When I reported him to HR, the woman said,” nahhh I don’t think so. That doesn’t sound like X—. Maybe he meant…”
By this time I was numb and tuned her out. Here’s a woman WHOSE JOB IT IS TO TAKE MY REPORT and she didn’t believe my story. #metoo
This happened to me! And she didn’t care. Now, sidebar, there is another dynamic between women where unsolicited sexual advances by an attractive man are not crimes but compliments. Part of me wonders if she was jealous that X— was flirting with me and not her?? Who knows. I don’t care. The point is that she didn’t believe my experience. But she’s not me. Don’t tell me my truth is not true. Now this part is for you and your brilliant girls: when they come to you, and they will, and they say, “Papa someone made me feel weird today,” BELIEVE THEM.

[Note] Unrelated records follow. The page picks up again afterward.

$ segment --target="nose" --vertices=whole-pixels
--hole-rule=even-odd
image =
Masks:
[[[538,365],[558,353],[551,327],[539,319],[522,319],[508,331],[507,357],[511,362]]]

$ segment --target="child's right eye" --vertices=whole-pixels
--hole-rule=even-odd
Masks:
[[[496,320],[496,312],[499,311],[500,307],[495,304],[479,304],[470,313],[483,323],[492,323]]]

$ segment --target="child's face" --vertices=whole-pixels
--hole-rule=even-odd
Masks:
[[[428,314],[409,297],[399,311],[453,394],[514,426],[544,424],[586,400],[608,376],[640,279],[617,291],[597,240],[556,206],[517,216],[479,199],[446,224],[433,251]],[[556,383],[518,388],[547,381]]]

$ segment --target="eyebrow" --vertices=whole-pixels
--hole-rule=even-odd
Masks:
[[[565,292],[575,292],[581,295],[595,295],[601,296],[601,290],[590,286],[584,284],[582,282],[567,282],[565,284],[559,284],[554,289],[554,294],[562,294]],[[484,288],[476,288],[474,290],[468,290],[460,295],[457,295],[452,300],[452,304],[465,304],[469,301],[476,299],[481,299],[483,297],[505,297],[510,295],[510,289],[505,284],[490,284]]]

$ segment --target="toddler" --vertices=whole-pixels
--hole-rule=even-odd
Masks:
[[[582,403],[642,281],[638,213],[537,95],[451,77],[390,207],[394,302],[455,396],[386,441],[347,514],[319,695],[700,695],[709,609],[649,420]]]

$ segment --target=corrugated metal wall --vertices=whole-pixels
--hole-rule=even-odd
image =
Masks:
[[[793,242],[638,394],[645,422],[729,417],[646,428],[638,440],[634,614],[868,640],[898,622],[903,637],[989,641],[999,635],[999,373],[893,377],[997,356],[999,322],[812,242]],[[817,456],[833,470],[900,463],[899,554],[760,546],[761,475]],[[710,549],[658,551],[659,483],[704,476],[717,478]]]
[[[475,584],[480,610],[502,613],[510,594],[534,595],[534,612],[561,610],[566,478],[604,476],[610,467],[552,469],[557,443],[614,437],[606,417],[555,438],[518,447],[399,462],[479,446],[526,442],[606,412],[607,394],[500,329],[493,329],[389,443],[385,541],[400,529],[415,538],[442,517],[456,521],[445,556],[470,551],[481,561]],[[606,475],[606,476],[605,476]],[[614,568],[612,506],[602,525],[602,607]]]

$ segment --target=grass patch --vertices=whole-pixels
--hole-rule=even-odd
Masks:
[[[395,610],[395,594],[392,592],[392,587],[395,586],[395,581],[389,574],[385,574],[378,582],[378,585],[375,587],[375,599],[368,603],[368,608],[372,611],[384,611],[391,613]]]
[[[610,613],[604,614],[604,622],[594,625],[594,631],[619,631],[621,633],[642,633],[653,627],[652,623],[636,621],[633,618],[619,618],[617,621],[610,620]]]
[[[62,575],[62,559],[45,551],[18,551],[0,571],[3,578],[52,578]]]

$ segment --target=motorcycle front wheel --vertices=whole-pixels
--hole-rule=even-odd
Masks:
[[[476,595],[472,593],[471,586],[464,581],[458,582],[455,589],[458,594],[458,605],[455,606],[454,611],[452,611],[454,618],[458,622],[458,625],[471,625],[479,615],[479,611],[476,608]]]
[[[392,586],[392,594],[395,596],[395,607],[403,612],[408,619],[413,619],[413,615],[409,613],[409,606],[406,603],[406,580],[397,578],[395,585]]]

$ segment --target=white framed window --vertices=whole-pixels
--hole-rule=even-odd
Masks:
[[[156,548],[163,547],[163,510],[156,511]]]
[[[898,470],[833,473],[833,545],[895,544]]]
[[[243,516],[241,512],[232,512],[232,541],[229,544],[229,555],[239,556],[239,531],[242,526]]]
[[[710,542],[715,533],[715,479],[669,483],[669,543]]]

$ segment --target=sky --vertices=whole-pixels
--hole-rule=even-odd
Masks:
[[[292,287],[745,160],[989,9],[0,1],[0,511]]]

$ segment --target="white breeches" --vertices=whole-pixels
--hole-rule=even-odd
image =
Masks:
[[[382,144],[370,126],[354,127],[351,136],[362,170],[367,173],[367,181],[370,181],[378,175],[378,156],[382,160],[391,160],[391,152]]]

Don’t ask what or if they did anything to deserve it. Don’t tell them “nnnnnno I don’t think it’s like that. Why are you forcing some issue into this?“
Don’t assume they’re just girls making things up or being dramatic or being emotional or too sensitive or being [insert negative idea about women here].
Listen. Believe them.
They will need you to just believe them. And hold them. And validate them. And tell them it’ll be ok. And tell them you’ll do something.
And then… do something.
I believe you. I just read this as I’m approaching the tail-end of my FB/Twitter fast, and one of my concerns is how can I be a better ally… especially when I think I’m doing all the right things. I know that by expressing that, I run the risk of invoking the #NotAllMen deflection that some guys seem to invoke. But suffice it to say that I believe you.